Daneben gibt es noch subsidiär Schutzberechtigte. Sie erhalten eine einjährige Aufenthaltserlaubnis, die jeweils für zwei weitere Jahre verlängert werden kann. Nach frühestens fünf Jahren kann ebenfalls eine unbefristete Niederlassungserlaubnis erteilt werden. Als subsidiär schutzberechtigt können Geflüchtete gelten, die weder politische Verfolgung (Asylberechtigte) noch Flucht vor Krieg (Flüchtlingsstatus) nachweisen können. Und zwar dann, wenn ihnen in ihrem Herkunftsland ein ernsthafter Schaden (etwa Todesstrafe, Folter, willkürliche Gewalt) droht.

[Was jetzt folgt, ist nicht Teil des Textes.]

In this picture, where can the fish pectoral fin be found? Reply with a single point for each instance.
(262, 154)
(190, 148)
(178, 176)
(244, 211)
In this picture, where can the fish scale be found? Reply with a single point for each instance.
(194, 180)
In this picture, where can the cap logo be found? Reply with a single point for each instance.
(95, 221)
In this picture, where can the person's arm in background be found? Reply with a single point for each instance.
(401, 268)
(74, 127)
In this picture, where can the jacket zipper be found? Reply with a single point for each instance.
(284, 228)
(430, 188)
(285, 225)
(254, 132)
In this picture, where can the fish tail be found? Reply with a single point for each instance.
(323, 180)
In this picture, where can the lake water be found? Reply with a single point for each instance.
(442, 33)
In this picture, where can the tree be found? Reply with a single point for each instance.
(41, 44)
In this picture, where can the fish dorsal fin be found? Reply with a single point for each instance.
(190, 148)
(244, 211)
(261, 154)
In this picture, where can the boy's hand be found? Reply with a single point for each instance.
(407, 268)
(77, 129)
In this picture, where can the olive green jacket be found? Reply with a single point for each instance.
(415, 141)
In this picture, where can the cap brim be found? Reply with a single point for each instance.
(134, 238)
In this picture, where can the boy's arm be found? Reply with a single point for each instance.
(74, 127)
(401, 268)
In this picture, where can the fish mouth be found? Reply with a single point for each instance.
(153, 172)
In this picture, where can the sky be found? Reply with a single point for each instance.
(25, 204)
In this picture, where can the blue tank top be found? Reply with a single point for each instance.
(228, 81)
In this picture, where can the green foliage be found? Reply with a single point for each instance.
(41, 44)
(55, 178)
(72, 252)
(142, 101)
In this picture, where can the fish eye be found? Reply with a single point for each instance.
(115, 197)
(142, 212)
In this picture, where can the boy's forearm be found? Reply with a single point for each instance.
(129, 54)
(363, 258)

Wie subsidiär Schutzbedürftige werden außerdem Geflüchtete behandelt, für deren Herkunftsland ein nationales Abschiebungsverbot festgestellt wurde. Das liegt vor, wenn dort deren Leben oder Freiheit aufgrund von Rasse, Religion, Nationalität, der Zugehörigkeit zu einer bestimmten sozialen Gruppe oder wegen der politischen Überzeugung bedroht ist.  

Bei Geflüchteten aus der Ukraine ist in der EU möglich, worüber in der sonstigen Flüchtlingspolitik erbittert gestritten wird. Freie Wahl des Fluchtlandes in der EU, keine Obergrenzen, Arbeitserlaubnis und Familiennachzug werden großzügig gewährt. Schafft die EU Geflüchtete erster und zweiter Klasse? Ein Kommentar von Max Bauer:

Wer verfügt in BW über welchen Schutzstatus?

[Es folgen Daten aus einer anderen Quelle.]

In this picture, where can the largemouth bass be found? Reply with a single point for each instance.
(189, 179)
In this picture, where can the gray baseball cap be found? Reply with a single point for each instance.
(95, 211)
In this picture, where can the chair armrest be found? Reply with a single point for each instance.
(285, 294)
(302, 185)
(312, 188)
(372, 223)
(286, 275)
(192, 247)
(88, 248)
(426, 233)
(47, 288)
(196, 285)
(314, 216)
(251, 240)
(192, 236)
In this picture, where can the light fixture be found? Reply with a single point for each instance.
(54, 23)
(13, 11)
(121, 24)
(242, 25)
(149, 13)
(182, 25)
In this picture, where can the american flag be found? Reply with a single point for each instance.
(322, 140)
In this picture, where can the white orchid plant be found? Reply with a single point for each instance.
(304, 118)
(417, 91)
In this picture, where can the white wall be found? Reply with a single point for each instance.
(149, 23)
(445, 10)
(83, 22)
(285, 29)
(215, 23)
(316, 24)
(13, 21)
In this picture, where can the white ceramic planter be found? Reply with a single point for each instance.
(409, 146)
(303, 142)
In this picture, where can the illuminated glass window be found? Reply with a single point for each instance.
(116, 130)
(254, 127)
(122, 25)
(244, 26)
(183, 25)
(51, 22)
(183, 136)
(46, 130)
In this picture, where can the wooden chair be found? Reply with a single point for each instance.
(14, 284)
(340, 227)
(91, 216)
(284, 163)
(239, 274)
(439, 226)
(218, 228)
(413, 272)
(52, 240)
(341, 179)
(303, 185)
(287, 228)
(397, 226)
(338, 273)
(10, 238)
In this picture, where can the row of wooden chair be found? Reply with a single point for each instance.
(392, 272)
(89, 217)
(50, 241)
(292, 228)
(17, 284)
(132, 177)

Laut Justizministerium sind aktuell rund 1.000 Personen als Asylberechtigte erfasst, etwa 60.000 Personen wurde der Flüchtlingsstatus zuerkannt. Rund 21.400 Personen sind subsidiär Schutzberechtigte und bei rund 14.800 Personen bestehen Abschiebungsverbote. Etwa 27.100 Personen befinden sich derzeit in einem laufenden Asylverfahren und haben deshalb eine Aufenthaltsgestattung.

Woher stammen die meisten Geflüchteten in BW?

Neben Flüchtlingen aus der Ukraine stammen die meisten geflüchteten Menschen in Baden-Württemberg aus Syrien, Afghanistan, Irak und Eritrea, wie das Justizministerium mitteilt.

Haben Geflüchtete aus der Ukraine einen Sonderstatus?

Seit Beginn des russischen Angriffskrieges gegen die Ukraine am 24. Februar sind bereits mehr Menschen allein aus der Ukraine nach Baden-Württemberg geflohen, als im gesamten Jahr 2015 Flüchtlinge im Land ankamen.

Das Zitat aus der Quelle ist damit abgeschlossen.